Part of my job is to review the bunch of website URLs and approve. So that people with restricted access can access it and continue their job. Generally we called this 'URL whitelisting'. Being a computer science graduate, I find this term technical and often used in security domain. But something happened this morning and we stopped this practice.


What happened? Anything special??? What made us to change this grandfathered term suddenly?..... A simple awareness. 


Actually we had a chance to meet one of our counterpart from legal team today. We were having some discussion and this 'whitelisted' term appeared in the conversation. Though this person was familiar with this concept, he asked a simple question - I understand what it means. But I want to know, whats that 'white' means in 'whitelist'? I know it's the opposite of 'black'list but does this white or black symbolises the actual difference? If its only meaning to distinguish one with other, why can't we simply say - approved vs non-approved list?

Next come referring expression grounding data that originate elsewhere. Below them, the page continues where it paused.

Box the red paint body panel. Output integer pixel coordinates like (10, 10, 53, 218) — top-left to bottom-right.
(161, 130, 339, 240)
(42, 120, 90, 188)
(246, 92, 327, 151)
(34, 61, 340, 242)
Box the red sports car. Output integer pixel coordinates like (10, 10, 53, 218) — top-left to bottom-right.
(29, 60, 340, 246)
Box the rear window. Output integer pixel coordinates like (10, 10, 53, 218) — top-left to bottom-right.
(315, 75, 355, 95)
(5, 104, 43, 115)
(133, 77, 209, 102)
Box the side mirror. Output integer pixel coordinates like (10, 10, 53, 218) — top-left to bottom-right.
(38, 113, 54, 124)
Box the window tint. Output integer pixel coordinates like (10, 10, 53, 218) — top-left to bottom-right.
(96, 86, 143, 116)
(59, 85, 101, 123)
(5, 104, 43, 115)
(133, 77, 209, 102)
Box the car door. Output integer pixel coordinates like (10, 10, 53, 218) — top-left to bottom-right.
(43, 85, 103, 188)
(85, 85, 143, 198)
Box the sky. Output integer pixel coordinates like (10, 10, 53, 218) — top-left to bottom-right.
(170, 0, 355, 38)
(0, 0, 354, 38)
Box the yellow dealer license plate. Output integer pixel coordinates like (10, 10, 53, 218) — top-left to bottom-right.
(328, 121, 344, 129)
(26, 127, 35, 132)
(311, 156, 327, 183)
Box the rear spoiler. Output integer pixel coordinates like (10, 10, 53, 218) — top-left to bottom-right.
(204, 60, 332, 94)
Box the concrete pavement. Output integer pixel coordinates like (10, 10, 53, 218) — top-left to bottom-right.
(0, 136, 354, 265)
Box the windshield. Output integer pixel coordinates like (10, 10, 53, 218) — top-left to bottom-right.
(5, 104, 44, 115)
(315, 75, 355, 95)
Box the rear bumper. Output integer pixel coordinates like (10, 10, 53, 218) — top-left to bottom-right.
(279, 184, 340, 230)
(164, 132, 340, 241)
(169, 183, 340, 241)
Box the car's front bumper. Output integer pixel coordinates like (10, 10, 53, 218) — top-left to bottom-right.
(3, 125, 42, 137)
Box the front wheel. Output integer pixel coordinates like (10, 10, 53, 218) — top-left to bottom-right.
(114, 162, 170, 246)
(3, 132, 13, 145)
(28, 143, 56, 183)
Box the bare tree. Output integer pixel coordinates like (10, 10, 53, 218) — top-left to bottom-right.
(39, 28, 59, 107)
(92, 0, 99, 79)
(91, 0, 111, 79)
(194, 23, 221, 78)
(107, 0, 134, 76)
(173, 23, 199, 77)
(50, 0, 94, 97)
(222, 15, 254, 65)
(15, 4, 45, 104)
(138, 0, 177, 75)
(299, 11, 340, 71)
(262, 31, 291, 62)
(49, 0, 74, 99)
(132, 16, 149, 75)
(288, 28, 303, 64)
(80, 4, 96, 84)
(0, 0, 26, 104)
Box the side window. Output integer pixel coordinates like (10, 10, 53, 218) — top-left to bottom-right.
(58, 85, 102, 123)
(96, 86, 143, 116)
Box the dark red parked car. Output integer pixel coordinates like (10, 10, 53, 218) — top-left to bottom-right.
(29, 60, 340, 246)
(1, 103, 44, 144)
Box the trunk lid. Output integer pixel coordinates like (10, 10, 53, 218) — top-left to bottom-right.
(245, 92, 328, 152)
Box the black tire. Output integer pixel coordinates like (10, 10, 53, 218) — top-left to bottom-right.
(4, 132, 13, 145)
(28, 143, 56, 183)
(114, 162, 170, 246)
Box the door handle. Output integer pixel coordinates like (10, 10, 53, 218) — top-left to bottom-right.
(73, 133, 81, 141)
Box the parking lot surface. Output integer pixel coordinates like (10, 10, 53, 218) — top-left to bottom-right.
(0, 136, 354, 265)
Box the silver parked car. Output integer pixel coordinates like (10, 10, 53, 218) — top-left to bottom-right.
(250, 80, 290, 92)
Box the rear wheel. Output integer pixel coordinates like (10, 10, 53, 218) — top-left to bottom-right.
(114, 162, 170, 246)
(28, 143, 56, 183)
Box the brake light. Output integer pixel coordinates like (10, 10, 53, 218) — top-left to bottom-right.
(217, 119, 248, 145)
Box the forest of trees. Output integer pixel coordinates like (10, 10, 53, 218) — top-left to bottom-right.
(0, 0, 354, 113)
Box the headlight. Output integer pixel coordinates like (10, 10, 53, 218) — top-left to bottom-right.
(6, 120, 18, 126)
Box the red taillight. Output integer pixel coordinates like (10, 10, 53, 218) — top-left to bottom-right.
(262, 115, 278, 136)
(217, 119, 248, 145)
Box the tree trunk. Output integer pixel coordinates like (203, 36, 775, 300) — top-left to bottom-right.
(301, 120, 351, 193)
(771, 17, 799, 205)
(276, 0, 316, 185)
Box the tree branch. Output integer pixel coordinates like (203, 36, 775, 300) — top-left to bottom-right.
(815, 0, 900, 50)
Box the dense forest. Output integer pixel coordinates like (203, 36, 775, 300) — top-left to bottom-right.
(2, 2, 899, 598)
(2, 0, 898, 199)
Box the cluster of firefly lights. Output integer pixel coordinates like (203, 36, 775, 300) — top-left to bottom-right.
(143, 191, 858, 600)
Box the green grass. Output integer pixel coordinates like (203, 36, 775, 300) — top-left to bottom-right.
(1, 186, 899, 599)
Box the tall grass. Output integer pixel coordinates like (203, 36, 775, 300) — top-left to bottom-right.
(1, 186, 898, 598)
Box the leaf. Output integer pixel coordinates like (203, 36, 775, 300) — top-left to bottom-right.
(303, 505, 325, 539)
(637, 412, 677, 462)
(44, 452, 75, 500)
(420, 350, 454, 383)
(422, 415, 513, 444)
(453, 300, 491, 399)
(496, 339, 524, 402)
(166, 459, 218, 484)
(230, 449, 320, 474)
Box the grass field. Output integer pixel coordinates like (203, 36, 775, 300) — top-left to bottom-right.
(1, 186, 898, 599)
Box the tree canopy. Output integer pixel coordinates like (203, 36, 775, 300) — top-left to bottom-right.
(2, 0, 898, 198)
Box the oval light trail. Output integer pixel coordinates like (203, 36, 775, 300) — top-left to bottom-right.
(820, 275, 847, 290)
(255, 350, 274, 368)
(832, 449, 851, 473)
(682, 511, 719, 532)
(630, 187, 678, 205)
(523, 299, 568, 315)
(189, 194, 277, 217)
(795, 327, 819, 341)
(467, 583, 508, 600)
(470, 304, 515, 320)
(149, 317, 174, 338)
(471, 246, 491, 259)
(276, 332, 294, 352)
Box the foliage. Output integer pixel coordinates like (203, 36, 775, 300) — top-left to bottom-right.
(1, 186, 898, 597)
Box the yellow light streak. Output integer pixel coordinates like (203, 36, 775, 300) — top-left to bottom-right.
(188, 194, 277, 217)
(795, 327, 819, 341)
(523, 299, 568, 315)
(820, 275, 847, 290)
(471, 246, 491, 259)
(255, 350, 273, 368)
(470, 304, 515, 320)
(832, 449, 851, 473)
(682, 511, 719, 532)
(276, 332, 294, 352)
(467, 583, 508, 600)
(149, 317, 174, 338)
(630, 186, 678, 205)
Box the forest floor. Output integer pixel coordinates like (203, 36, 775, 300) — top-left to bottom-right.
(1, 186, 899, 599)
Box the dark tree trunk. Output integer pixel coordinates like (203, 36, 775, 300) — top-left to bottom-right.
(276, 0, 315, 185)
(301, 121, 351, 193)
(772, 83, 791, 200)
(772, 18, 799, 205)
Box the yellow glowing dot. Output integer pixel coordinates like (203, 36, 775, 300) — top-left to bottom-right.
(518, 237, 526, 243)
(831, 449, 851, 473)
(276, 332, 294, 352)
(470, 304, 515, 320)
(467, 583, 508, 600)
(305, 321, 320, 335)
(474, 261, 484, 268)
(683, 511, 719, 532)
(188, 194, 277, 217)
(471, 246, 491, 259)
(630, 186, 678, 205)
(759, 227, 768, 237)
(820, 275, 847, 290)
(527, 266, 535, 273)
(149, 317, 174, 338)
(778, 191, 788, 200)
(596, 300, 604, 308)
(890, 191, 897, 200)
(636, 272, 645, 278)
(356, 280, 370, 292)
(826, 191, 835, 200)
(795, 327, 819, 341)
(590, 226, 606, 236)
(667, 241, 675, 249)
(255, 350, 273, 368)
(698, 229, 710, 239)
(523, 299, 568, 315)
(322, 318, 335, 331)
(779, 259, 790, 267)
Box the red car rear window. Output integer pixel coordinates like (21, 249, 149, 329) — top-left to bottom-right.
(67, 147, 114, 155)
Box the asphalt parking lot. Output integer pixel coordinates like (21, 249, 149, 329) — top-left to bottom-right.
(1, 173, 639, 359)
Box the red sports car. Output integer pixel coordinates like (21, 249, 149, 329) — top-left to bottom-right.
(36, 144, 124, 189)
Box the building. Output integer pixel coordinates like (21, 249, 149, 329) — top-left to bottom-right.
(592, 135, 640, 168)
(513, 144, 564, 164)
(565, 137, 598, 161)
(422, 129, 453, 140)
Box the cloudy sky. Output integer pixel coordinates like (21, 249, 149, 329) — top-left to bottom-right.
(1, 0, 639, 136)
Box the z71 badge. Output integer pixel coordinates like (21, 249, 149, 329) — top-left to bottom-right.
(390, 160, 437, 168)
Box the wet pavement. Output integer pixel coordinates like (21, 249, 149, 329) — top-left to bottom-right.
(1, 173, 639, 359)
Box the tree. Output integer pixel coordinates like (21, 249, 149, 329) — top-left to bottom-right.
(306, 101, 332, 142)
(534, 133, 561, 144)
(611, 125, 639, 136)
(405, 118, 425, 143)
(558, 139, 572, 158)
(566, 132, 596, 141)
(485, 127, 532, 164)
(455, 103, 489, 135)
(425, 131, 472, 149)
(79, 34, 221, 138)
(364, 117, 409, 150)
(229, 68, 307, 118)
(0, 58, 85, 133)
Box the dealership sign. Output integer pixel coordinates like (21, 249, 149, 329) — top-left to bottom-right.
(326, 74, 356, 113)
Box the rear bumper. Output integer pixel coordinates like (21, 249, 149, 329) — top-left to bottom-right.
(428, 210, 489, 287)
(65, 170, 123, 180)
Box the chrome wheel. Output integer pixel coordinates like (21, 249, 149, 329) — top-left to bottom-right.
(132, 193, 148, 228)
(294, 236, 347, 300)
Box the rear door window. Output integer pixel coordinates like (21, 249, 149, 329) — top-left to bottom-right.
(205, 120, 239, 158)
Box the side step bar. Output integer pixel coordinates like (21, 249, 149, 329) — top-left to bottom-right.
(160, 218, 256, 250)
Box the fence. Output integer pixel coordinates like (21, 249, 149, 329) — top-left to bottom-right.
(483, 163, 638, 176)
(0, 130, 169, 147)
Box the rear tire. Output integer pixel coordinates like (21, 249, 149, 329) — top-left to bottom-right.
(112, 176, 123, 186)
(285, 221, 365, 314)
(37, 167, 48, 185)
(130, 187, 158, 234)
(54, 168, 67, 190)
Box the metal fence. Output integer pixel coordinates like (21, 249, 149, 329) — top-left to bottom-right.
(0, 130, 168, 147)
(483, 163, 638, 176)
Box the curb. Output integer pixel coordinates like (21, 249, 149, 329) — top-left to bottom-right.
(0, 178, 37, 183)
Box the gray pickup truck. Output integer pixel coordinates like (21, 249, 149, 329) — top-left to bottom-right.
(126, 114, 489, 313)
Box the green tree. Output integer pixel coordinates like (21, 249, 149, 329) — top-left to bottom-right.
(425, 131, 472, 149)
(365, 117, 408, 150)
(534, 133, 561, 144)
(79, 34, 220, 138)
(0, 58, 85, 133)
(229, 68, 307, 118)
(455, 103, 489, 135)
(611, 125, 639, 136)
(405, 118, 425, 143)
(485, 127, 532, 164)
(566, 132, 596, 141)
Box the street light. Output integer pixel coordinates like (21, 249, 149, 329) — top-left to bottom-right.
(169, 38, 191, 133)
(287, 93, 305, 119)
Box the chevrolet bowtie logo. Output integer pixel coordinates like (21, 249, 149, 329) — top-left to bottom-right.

I don't know where this through came from? Is it generated from unconscious bias awareness or simply to keep terms simple? He might have threw that question this morning very casually or with some intention. I really don't know. But I like it. The society where I grew up, we doesn't believe the racism, so obviously we don't follow it. So for me white and black are just two colors. However, considering the DEI campaign we all run today, I think such tiny thoughts and action matters. So yeah, we believe the same. No wonder we replaced the word 'whitelisted' vs 'blacklisted' by simply 'Approved' vs 'Non-approved' in our KBs. Would you like to do the same?